For production environments, it's better to properly configure CA certificates:

  1. Combine your certificate and intermediate chain:
    2. cat example.net.crt intermediate.crt > fullchain.pem
  2. Update Postfix configuration:
    3. smtpd_tls_CAfile = /etc/ssl/certs/ca-certificates.crt
smtpd_tls_cert_file = /etc/ssl/private/example.net/fullchain.pem
smtpd_tls_key_file = /etc/ssl/private/example.net/privkey.pem

Verify your TLS configuration using OpenSSL:

openssl s_client -connect localhost:587 -starttls smtp -showcerts

This should show the complete certificate chain being presented correctly.

For the master.cf submission service, ensure proper TLS settings:

submission inet n - n - - smtpd
  -o syslog_name=postfix/submission
  -o smtpd_tls_security_level=encrypt
  -o smtpd_tls_auth_only=yes
  -o smtpd_sasl_auth_enable=yes
  -o smtpd_client_restrictions=permit_sasl_authenticated,reject

Remember to restart Postfix after making changes:

systemctl restart postfix

When migrating a Postfix/Dovecot/Roundcube setup to a new server, the most frustrating issue is when SMTP authentication fails with TLS errors. The key symptom appears in Postfix logs:

SSL_accept error from localhost[127.0.0.1]: 0
warning: TLS library problem: error:14094418:SSL routines:SSL3_READ_BYTES:tlsv1 alert unknown ca

The "unknown ca" alert indicates the client (Roundcube) doesn't trust the certificate presented by Postfix.

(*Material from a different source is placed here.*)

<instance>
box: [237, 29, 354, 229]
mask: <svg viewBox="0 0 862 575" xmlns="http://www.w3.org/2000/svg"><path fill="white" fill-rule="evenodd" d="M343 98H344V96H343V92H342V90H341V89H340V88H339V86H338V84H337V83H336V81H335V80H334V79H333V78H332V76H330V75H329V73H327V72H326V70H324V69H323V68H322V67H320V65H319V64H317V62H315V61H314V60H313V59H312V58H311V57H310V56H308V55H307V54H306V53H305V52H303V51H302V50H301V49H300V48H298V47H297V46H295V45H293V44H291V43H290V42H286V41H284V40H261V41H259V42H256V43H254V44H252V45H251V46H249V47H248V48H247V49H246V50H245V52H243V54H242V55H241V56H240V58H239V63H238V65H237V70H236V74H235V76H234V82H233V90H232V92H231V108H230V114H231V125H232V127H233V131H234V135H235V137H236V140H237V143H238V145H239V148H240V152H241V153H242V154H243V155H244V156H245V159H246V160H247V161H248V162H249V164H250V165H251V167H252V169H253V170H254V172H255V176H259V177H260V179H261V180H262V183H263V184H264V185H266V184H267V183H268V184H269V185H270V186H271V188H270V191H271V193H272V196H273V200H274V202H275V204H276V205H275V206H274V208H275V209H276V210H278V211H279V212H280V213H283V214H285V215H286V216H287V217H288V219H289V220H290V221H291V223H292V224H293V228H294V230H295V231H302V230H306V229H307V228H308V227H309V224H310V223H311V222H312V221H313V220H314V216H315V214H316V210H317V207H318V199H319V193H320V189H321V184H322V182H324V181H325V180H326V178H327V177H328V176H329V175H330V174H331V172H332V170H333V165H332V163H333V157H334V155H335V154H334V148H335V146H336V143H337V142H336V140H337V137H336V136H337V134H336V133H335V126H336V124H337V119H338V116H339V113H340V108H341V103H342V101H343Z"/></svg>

This typically occurs when:

  • The certificate chain is incomplete
  • Intermediate certificates are missing
  • System CA bundle isn't properly configured

First, verify your certificate chain:

openssl verify -CApath /etc/ssl/certs /etc/ssl/private/example.net/example.net.crt

For Postfix, ensure your main.cf includes:

smtpd_tls_CAfile = /etc/ssl/certs/ca-certificates.crt
smtpd_tls_CApath = /etc/ssl/certs
smtpd_tls_cert_file = /etc/ssl/private/example.net/fullchain.pem
smtpd_tls_key_file = /etc/ssl/private/example.net/privkey.pem

Modify your Roundcube config.inc.php:

$config['smtp_server'] = 'tls://localhost';
$config['smtp_port'] = 587;
$config['smtp_conn_options'] = array(
   'ssl' => array(
      'verify_peer' => false,
      'verify_peer_name' => false,
      'allow_self_signed' => true
   )
);

Use OpenSSL to test the SMTP handshake:

openssl s_client -connect localhost:587 -starttls smtp -debug

This should show the complete certificate chain being presented. If you see "Verify return code: 20 (unable to get local issuer certificate)", you need to install intermediate certificates.

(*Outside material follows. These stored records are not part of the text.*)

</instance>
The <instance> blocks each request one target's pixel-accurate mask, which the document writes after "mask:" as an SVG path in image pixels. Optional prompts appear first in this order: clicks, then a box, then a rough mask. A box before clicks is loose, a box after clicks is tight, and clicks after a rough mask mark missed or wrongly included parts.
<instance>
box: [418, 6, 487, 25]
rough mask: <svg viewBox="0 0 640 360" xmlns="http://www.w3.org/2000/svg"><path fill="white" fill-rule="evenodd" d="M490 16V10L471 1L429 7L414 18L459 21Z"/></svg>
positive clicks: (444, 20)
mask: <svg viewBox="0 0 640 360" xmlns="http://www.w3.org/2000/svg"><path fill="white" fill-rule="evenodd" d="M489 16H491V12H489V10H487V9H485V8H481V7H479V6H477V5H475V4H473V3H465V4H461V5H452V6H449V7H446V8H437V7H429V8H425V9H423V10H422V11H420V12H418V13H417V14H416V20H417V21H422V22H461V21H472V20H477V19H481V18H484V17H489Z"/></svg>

Ensure your submission service has proper TLS settings:

submission inet n - n - - smtpd
  -o syslog_name=postfix/submission
  -o smtpd_tls_security_level=may
  -o smtpd_sasl_auth_enable=yes
  -o smtpd_tls_cert_file=/etc/ssl/private/example.net/fullchain.pem
  -o smtpd_tls_key_file=/etc/ssl/private/example.net/privkey.pem

After making these changes, restart both Postfix and your web server, then test SMTP authentication again through Roundcube.